Faire beaucoup ne veut pas dire progresser.
Un homme qui fait cinq séances par semaine avec des charges légères et des mouvements à moitié exécutés construit moins que celui qui en fait trois avec une vraie intention, une vraie charge, et une technique propre.
Moins, mais juste. C'est le principe.
3. Traitez la force comme une priorité non négociable
Quel que soit votre objectif, perdre du gras, avoir plus d'énergie, être plus présent physiquement, la force est la qualité mère.
Ça signifie travailler avec des charges qui challengent réellement votre système nerveux. Ça signifie vous mettre dans des positions difficiles, accepter ce style d'effort, sentir que vous avez vraiment travaillé dur.

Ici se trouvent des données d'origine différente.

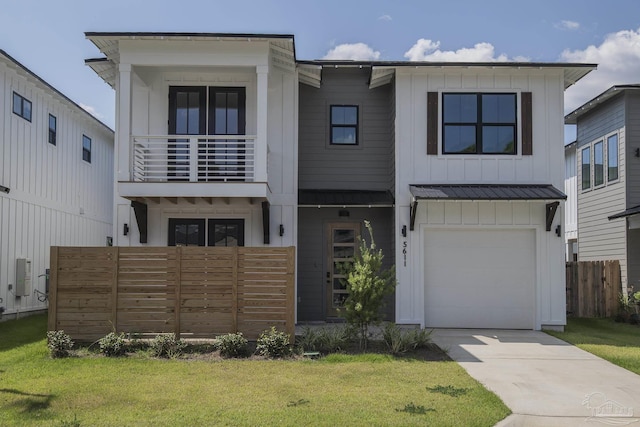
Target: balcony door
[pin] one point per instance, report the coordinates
(224, 160)
(212, 232)
(187, 116)
(194, 110)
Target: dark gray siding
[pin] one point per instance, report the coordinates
(632, 144)
(367, 166)
(600, 121)
(312, 253)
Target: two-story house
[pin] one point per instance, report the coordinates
(608, 179)
(457, 165)
(56, 183)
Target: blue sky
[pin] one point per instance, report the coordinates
(48, 36)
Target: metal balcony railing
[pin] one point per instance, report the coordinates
(193, 158)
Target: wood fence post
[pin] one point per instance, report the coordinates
(53, 289)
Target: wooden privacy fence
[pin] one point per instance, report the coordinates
(593, 288)
(195, 292)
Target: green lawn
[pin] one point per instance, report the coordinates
(618, 343)
(365, 390)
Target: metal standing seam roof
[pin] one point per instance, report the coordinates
(345, 198)
(631, 211)
(486, 192)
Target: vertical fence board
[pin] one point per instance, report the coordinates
(593, 288)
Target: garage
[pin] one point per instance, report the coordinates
(480, 278)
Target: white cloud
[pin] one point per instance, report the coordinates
(618, 59)
(567, 25)
(91, 110)
(353, 51)
(428, 50)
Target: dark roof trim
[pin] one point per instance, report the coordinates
(486, 192)
(506, 64)
(187, 34)
(631, 211)
(572, 117)
(351, 198)
(28, 71)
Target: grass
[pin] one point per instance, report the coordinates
(367, 389)
(619, 343)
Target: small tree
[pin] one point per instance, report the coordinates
(368, 285)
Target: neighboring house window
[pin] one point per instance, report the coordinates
(586, 168)
(53, 128)
(612, 157)
(598, 164)
(479, 123)
(21, 106)
(344, 124)
(86, 148)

Le corps ne progresse pas quand il est à l'aise. Il progresse quand il est exposé à un stimulus nouveau. La charge progressive, c'est ce stimulus.
4. Construisez autour des gestes fondamentaux
Oubliez les programmes à 25 exercices différents.

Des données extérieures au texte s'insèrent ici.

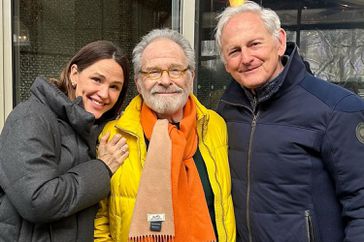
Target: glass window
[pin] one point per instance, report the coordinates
(330, 35)
(48, 33)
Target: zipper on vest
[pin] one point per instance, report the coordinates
(309, 227)
(252, 131)
(218, 184)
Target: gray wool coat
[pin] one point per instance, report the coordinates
(50, 181)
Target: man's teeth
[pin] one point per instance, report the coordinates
(97, 102)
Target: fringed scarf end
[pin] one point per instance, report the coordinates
(153, 238)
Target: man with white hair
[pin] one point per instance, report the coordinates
(296, 143)
(175, 185)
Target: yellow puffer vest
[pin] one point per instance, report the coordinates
(114, 216)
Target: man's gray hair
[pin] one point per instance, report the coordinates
(269, 17)
(166, 34)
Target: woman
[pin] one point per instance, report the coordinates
(50, 179)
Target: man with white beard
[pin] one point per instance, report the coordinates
(175, 185)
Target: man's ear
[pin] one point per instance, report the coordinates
(282, 42)
(137, 84)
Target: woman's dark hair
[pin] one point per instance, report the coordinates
(88, 55)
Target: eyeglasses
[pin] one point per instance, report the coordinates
(157, 73)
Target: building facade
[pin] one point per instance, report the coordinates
(39, 36)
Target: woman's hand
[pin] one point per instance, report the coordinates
(113, 152)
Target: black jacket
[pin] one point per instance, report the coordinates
(296, 154)
(50, 179)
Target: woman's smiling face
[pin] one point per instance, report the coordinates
(99, 85)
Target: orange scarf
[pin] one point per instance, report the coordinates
(191, 217)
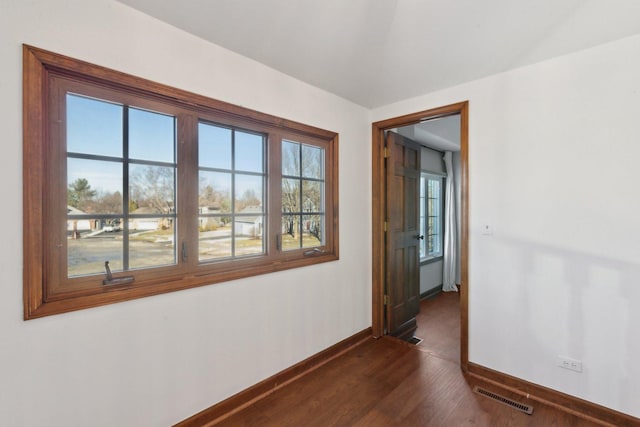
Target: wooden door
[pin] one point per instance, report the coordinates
(402, 235)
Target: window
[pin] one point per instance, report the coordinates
(431, 218)
(132, 188)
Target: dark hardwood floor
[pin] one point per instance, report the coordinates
(387, 382)
(439, 325)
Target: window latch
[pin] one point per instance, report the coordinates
(314, 251)
(110, 280)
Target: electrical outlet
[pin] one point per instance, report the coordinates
(569, 363)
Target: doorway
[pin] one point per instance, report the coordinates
(379, 213)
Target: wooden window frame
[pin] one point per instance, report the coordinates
(44, 295)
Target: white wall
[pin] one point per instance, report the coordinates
(157, 360)
(554, 151)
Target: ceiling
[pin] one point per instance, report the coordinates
(377, 52)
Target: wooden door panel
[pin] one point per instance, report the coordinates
(402, 246)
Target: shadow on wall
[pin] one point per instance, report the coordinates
(573, 304)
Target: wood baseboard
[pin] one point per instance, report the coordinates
(235, 403)
(564, 402)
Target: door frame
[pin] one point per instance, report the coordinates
(378, 215)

Cinq patterns suffisent : pousser, tirer, porter, s'accroupir, faire un pivot de hanche.
Ce sont les gestes que votre corps fait dans la vie réelle. Ce sont les gestes qui construisent une solidité fonctionnelle. Ce sont les gestes que vous pouvez pratiquer toute votre vie, avec une progression constante, sans jamais avoir besoin de tout réinventer.

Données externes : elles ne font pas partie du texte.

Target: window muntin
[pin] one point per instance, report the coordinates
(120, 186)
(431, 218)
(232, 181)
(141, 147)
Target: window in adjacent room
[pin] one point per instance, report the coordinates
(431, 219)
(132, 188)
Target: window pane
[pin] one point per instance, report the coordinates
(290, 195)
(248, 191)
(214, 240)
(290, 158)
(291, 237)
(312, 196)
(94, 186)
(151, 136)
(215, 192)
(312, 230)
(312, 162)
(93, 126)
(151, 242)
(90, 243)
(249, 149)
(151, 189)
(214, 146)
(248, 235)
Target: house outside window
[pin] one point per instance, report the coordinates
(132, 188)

Maîtrisez ces cinq patterns, chargez-les progressivement, maintenez une technique propre. C'est la fondation de tout le reste.
Si un de ces mouvements est impossible il devient votre priorité. Pensez aux années qui viennent, vous ne voudrez pas vous sentir limité par votre corps quand votre sagesse grandira encore et encore.
5. Calibrez le volume sur votre réalité quotidienne, pas sur un programme d'athlète
Peu importe le nombre de séances, c'est le temps de travail total qui compte. Trois exposition à la charge par semaine suffisent pour construire un corps solide et durable. Mais vous pouvez choisir de faire plus court mais tous les jours par exemple.
Ça n'a rien a voir avec la valeur de votre effort. C'est de la cohérence.
Un entraînement tenu cinq ans à trois séances par semaine construit infiniment plus qu'un programme de cinq séances abandonné après trois mois. La constance sur le temps long est le seul levier qui compte vraiment.
Ce n'est pas excitant à entendre. Ce n'est pas vendeur. Mais c'est ce qui fonctionne.
Vous ne cherchez pas à gagner une course.
Vous cherchez à construire un corps qui vous emmenera le plus loin possible en conservant un maximum de capacités.